With the much needed fans, for example, the government would simply have to revoke the intellectual property rights of the manufacturers, make the plans open source, and demand what is left of our light industry to make things, like in wartime.
When it comes to the economic bailout, doing ‘whatever it takes’ means borrowing what it takes and, if necessary, the Bank of England printing money to buy out government, bank debt. , households and businesses.
This would leave the national debt at over 100 percent of GDP, and the monetization of that debt by the Bank would traditionally risk triggering a rush on the pound and capital outflows. If this happens, then, as in wartime, there is another traditional remedy: capital controls.
Like it or not, we’re going to end up with an economy heavily supported by the state, with the government leading the private sector and making sure everyone has enough to live on: the sooner we accept it, and a generation of politicians trained in neoliberalism will learn how to play this role, the better.
The social price of what we will have to endure must be twofold: the actions taken must be universal and they must redistribute wealth and power downwards and not upwards. When a Covid-19 vaccine is discovered, it must be open source and generically produced, with the elderly, pregnant women and other high-risk groups on the front lines, and the private clinics on Harley Street in the same queue. waiting than the rest of the population. we.

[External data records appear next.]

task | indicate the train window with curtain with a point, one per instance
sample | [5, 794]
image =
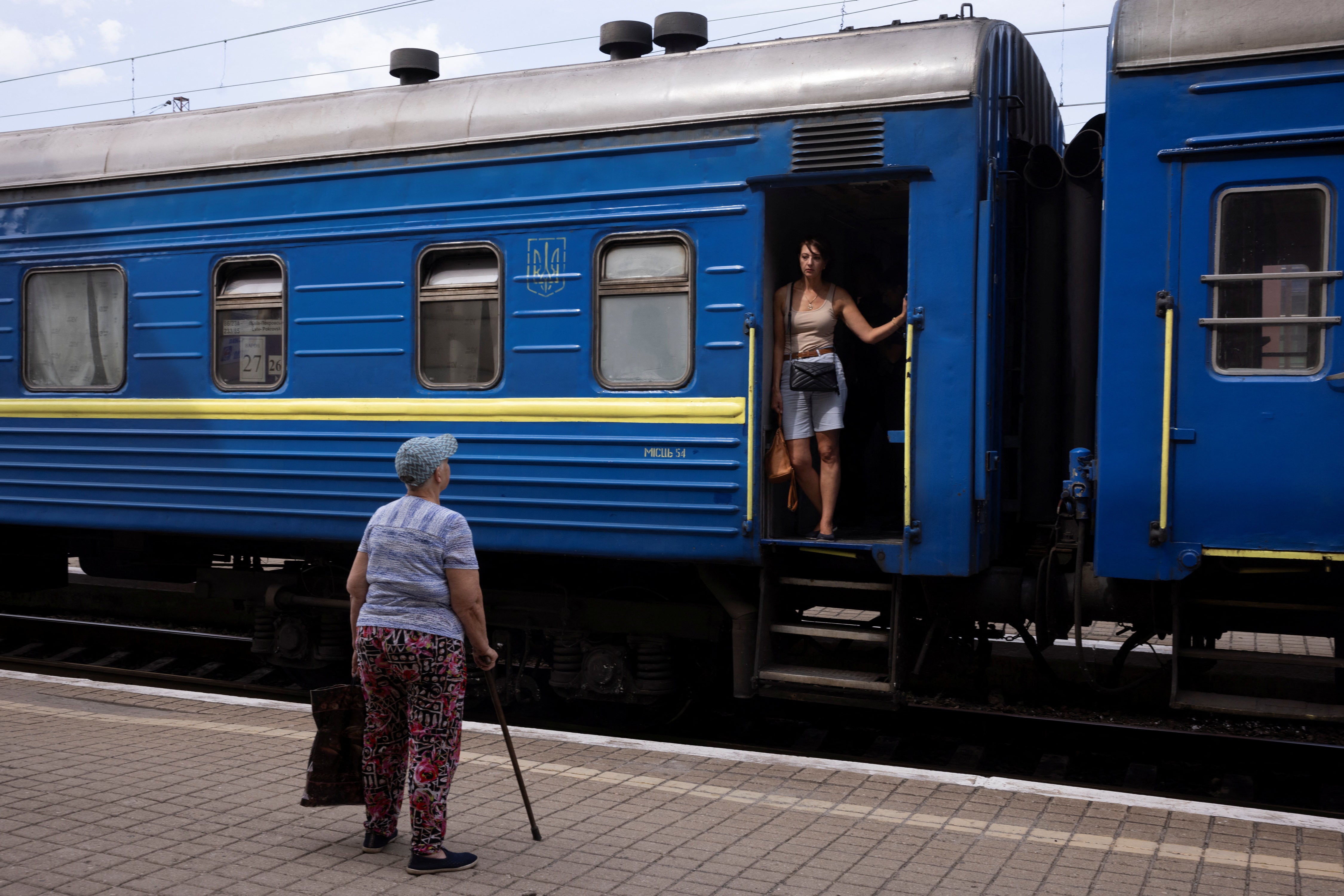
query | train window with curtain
[249, 324]
[459, 318]
[74, 330]
[644, 312]
[1265, 236]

After that, it will be impossible for capitalism to return to normal. Because this is not an “exogenous shock” – like an asteroid hitting an otherwise blameless planet. Wave after wave of zoonotic viruses have been produced during the rampant and poverty-stricken urbanization of the Global South, as well as deforestation and habitat destruction.

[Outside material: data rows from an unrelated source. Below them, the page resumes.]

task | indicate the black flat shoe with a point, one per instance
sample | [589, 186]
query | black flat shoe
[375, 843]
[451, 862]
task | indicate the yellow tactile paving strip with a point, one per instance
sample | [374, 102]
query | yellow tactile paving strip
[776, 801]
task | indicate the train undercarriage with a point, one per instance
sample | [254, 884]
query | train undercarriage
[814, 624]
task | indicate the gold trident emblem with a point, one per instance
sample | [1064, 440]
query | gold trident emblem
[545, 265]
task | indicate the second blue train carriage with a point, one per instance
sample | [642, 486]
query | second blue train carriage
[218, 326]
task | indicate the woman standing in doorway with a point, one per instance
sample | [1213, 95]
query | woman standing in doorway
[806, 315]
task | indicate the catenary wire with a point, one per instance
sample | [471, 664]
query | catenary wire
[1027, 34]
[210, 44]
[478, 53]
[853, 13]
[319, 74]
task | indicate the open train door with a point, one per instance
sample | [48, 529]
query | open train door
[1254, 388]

The fact that these viruses then strike societies with poor public health systems, substandard and overcrowded housing, elites who don’t care, and populations with massive “co-morbidities” such as asthma, heart disease and heart disease. type 2 diabetes is not an accident either. It is the product of a social system called capitalism.
It is one thing to bail out airlines – and we should do it through partial nationalization. But when it’s over, who do you think will buy airline stocks, unless a massive change is made in public health standards, here and around the world?
After the Black Death wiped out a third of Europe’s population in the 14th century, the economic system of feudalism was doomed to failure. Samuel Kline Cohnm in his account of the revolts that followed (Desire for freedom) describes the shift “from absolute discouragement and fear to a new confidence on the part of peasants, artisans and workers that they too could change the world, fundamentally changing the social and political conditions of their lives” .
We will not face a physical catastrophe of the magnitude of the 1340s – but our complex and financialized economy is quite capable of inflicting economic catastrophe upon us. In response, we need a new economic system, which makes the well-being of people and public health its top priority, and stabilizes our relationship with the planet. The task of the left is to imagine it and then to realize it.